No good deed
I am sure that most of you have heard the old phrase, “No good deed goes unpunished.”
You also know by now that Ol’ Dutch likes to include some background of the origin of such phrases here so that you, my readers, will have some intellectual-sounding fodder to bring up at the next social meeting you attend. So, I went to the source for everything, aka The Internet, and there seems to be some schism about who came up with such wisdom.
One source swears up and down it was first attributed to old Walter Map's 12th-century De nugis curialium where a character is said to have, "left no good deed unpunished, no bad one unrewarded". But another search engine attests the phrase to one Oscar Wilde, a famous Irish poet and playwright born way back in 1854. Miss Trixie upon hearing his birthdate thought it pertinent to ask Ol’ Dutch if he knew old Oscar since she thinks I may be older than dirt after my last birthday.
Moving on, O.W. did say "no good deed goes unpunished" in its purest form so we will chalk one up for the Irish and let him have the credit this time.
What it means is whenever a person does a good deed for someone just out of the abundance of their heart let us say, somehow the doer many times gets the short end of the deal. Take for instance one of your friends gets stranded in a broken-down car. You put on your Good Samaritan shirt and shoes, rush out there, spend all day helping them tow them to town. And that is all well and good but what can happen is while you are out there a truck goes by and dumps a whole passel of nails on the road and you end up ruining four tires.

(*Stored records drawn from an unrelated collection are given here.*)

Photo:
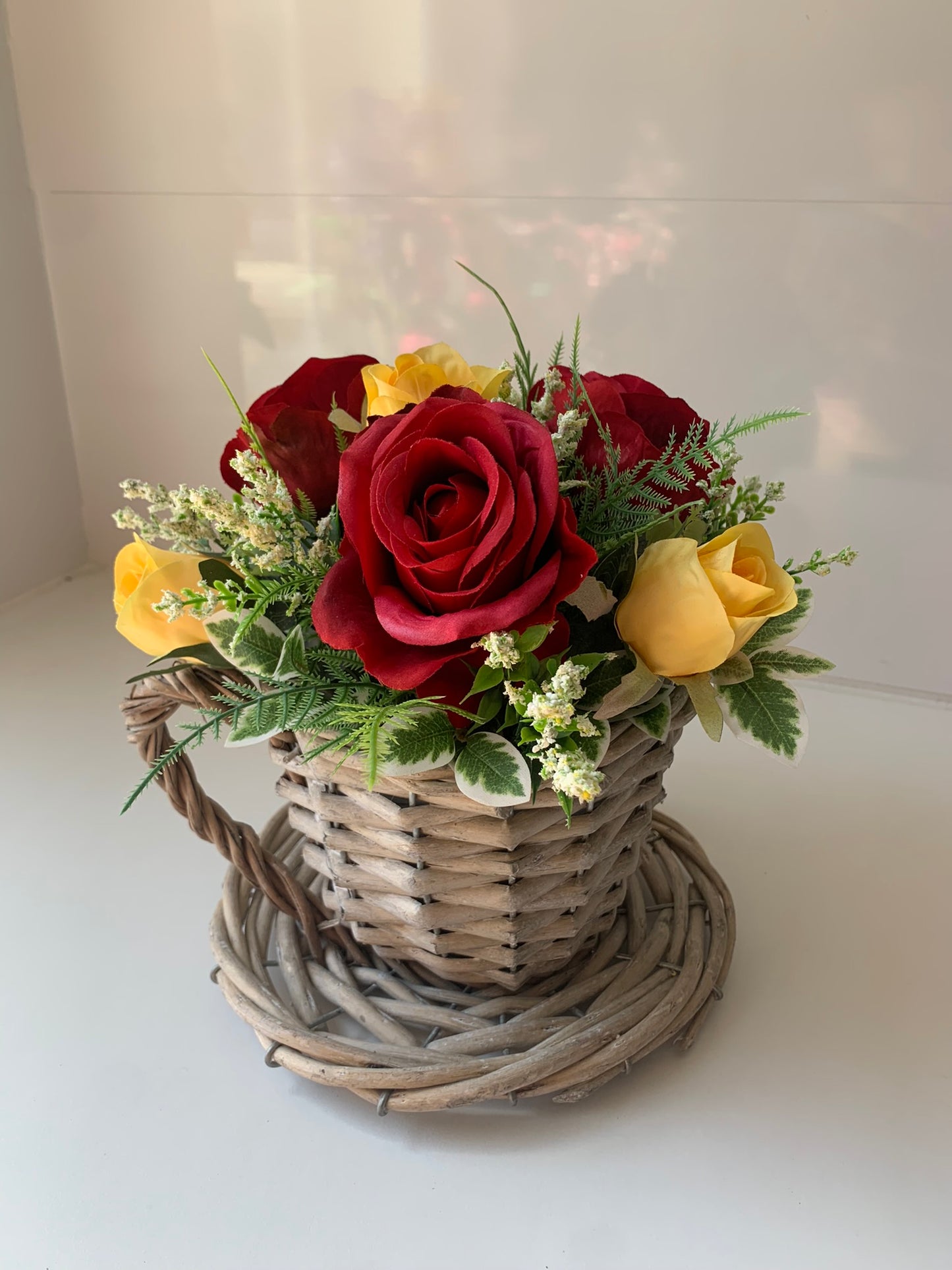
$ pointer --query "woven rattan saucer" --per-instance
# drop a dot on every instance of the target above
(406, 1041)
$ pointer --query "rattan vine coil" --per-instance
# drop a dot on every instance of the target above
(427, 1045)
(654, 953)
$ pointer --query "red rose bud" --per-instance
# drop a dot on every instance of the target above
(453, 527)
(639, 416)
(294, 430)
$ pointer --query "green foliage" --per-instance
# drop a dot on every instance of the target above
(293, 662)
(526, 370)
(777, 631)
(491, 770)
(657, 720)
(820, 564)
(766, 712)
(723, 434)
(596, 747)
(416, 741)
(254, 647)
(791, 663)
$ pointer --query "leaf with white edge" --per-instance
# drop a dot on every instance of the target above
(419, 745)
(779, 631)
(634, 687)
(705, 703)
(532, 638)
(735, 670)
(596, 747)
(293, 662)
(766, 712)
(260, 648)
(791, 663)
(593, 598)
(657, 720)
(490, 770)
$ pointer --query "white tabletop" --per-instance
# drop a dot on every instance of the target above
(809, 1127)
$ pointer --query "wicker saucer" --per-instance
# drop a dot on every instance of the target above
(408, 1041)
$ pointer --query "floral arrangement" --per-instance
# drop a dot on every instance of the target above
(433, 563)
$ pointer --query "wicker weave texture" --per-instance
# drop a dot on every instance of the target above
(412, 1042)
(420, 873)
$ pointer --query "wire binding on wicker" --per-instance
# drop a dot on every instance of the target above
(428, 1044)
(475, 894)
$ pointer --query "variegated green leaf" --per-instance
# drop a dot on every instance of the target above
(423, 742)
(735, 670)
(490, 770)
(293, 662)
(791, 663)
(260, 648)
(779, 631)
(763, 710)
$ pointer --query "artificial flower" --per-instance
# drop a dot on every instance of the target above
(453, 527)
(142, 573)
(415, 376)
(294, 427)
(640, 417)
(691, 608)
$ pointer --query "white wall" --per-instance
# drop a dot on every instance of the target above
(41, 529)
(748, 202)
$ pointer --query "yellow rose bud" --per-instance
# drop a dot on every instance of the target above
(691, 608)
(415, 376)
(142, 573)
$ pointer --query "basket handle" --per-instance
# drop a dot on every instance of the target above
(146, 710)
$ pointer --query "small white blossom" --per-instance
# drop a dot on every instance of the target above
(517, 694)
(568, 681)
(569, 428)
(172, 606)
(545, 407)
(573, 774)
(501, 649)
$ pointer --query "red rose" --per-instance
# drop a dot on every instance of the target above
(453, 527)
(639, 416)
(296, 434)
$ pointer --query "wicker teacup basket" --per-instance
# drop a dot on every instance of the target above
(427, 952)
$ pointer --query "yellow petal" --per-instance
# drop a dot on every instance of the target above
(672, 616)
(743, 629)
(738, 596)
(455, 370)
(135, 562)
(152, 631)
(420, 382)
(488, 380)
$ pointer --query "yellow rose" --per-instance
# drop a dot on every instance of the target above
(142, 573)
(691, 608)
(416, 375)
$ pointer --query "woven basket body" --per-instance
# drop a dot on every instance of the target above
(478, 896)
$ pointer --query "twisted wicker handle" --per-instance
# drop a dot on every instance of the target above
(146, 710)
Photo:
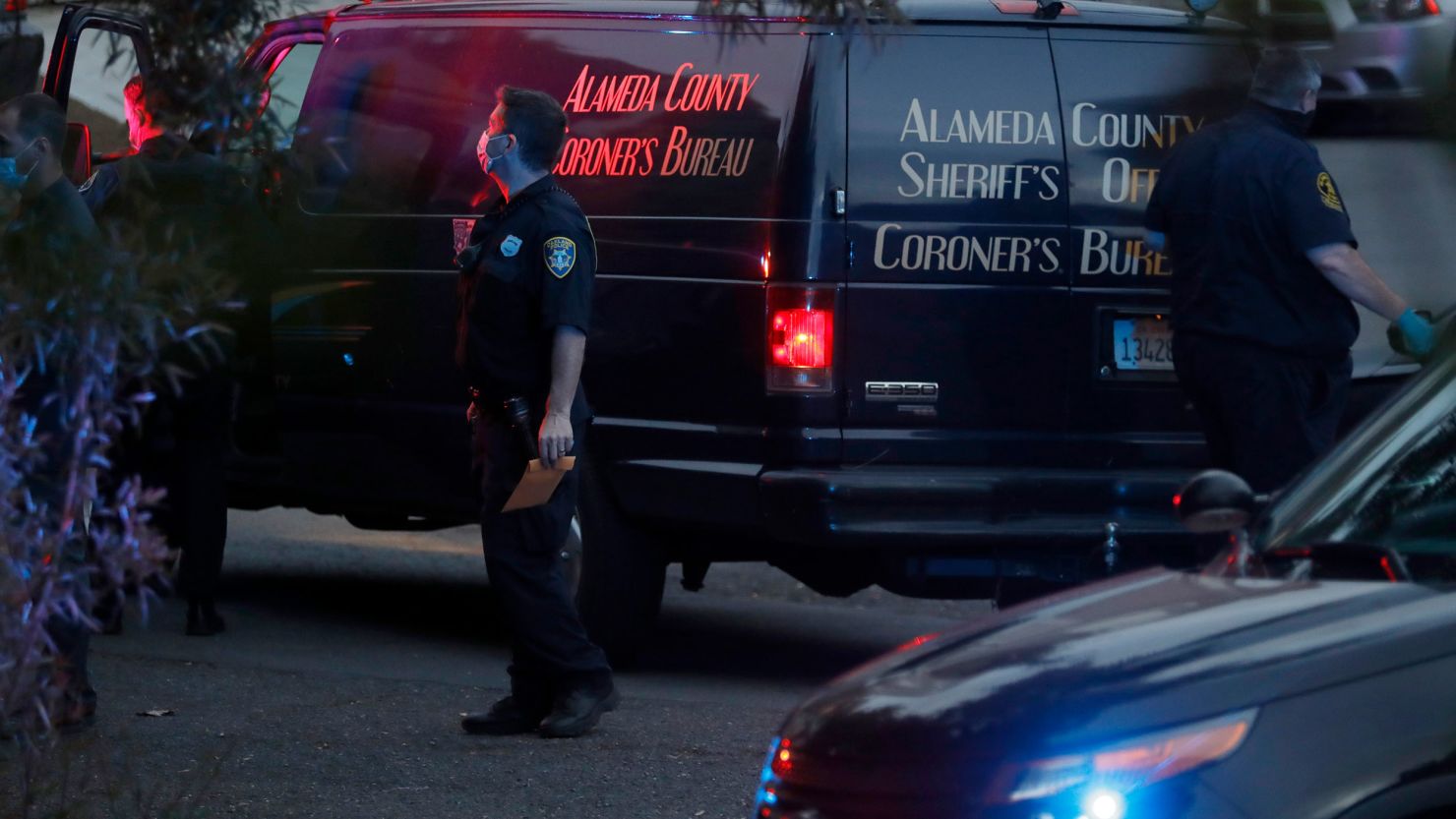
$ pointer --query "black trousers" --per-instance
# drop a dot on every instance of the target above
(1265, 415)
(182, 448)
(551, 652)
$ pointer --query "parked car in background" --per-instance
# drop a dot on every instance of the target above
(1371, 50)
(21, 51)
(1302, 673)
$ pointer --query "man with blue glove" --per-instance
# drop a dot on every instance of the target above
(1265, 267)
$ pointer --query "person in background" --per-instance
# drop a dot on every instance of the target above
(1265, 278)
(185, 203)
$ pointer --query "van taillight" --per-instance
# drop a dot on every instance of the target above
(801, 339)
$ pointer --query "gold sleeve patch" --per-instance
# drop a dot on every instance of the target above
(1327, 193)
(561, 255)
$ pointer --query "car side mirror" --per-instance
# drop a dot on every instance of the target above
(1216, 500)
(76, 153)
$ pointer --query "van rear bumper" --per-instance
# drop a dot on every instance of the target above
(943, 506)
(897, 508)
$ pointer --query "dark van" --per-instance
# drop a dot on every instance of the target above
(873, 304)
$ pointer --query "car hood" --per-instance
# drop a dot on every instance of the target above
(1101, 662)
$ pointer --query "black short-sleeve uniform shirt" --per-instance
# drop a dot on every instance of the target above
(528, 267)
(1243, 203)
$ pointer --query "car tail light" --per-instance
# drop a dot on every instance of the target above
(1395, 11)
(801, 339)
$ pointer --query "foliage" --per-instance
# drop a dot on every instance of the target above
(88, 338)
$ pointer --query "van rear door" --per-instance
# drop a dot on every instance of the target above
(1122, 115)
(954, 332)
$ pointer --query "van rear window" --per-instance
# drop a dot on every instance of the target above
(660, 124)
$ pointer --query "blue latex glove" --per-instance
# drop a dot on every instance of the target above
(1417, 333)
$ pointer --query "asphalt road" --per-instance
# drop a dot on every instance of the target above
(351, 655)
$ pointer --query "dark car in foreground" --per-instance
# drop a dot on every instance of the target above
(1307, 673)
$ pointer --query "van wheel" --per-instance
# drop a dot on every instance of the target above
(616, 572)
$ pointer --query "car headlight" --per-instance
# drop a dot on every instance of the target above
(1395, 11)
(1109, 773)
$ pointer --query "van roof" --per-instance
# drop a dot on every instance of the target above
(1089, 12)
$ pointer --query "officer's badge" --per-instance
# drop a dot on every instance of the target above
(1327, 193)
(561, 255)
(460, 230)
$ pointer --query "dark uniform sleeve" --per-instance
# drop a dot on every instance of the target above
(570, 258)
(1310, 206)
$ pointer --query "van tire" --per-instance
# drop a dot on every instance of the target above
(619, 576)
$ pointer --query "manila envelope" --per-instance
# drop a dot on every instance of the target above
(539, 483)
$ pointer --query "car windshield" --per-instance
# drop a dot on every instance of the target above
(1391, 485)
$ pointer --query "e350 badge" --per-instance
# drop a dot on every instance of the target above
(561, 255)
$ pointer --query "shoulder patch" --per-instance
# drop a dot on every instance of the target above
(1327, 193)
(561, 255)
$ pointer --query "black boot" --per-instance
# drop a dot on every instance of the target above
(578, 710)
(506, 718)
(203, 618)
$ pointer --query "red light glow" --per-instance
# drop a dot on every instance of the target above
(918, 642)
(803, 338)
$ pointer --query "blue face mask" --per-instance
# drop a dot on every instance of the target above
(11, 175)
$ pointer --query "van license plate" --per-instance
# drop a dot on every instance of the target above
(1142, 343)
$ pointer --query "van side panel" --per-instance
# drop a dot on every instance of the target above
(676, 148)
(1122, 115)
(957, 303)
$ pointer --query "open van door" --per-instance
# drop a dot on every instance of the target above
(78, 19)
(79, 150)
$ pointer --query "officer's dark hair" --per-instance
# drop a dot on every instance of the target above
(1283, 78)
(537, 121)
(38, 117)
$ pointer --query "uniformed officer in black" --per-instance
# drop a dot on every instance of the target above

Now this does not mean you should curtail your good deeds as they may help you get in the Pearly Gates, if you are short on good conduct credits.
So, Ol’ Dutch found himself in the perfect spot – so I thought — to help some poor soul along life's highway last Sunday. Having shuttled some fishermen up the river, I decided that it was time for me to wet a line and went up to an area lake to fly fish the stream coming into it. I was doing good just minding my own business – which I should have kept doing – when two young boys began trying to fly fish beside me. It was a pathetic display of whipping and pounding the water and Ol’ Dutch decided to teach them a few things about casting a fly.
They were overjoyed to learn how to throw and soon I had them tossing loop after loop across the stream. And Ol’ Dutch was feeling prouder than a peacock in Spring until I stepped back and fell into a hidden beaver den. Down I went sloshing and thrashing into the cold morass and looking to the boys for a hand up, but all I saw were four eyes staring back at this old man in total disbelief at what they were seeing. I did finally extract myself from the watery grave but not before filling both boots, all my pockets and my wallet with ice cold rocky mountain spring water.
I do have to admit I laughed all the way back to the truck at the sight I must have been as I went down like a trap door had been pulled out from underneath me. It was the first time I have fallen in probably in 10 years, so I still feel pretty good about that, albeit a tad soggy.
Last week was not all bad, as I was able to assist in the rescue of a woman from the river as my good deed and that deed had no bad payback. So, I guess I will keep trying to help others.
My mother always told us that when you do a good turn for someone that God will repay you and so far, she has been right. And when you take that attitude then you never have to feel as though you got shorted in any situation. So, get out there this week and help a friend, neighbor, and if you are Godly enough, help an enemy. God keeps score, you can bet on that and who better to reward you for your deeds than Him.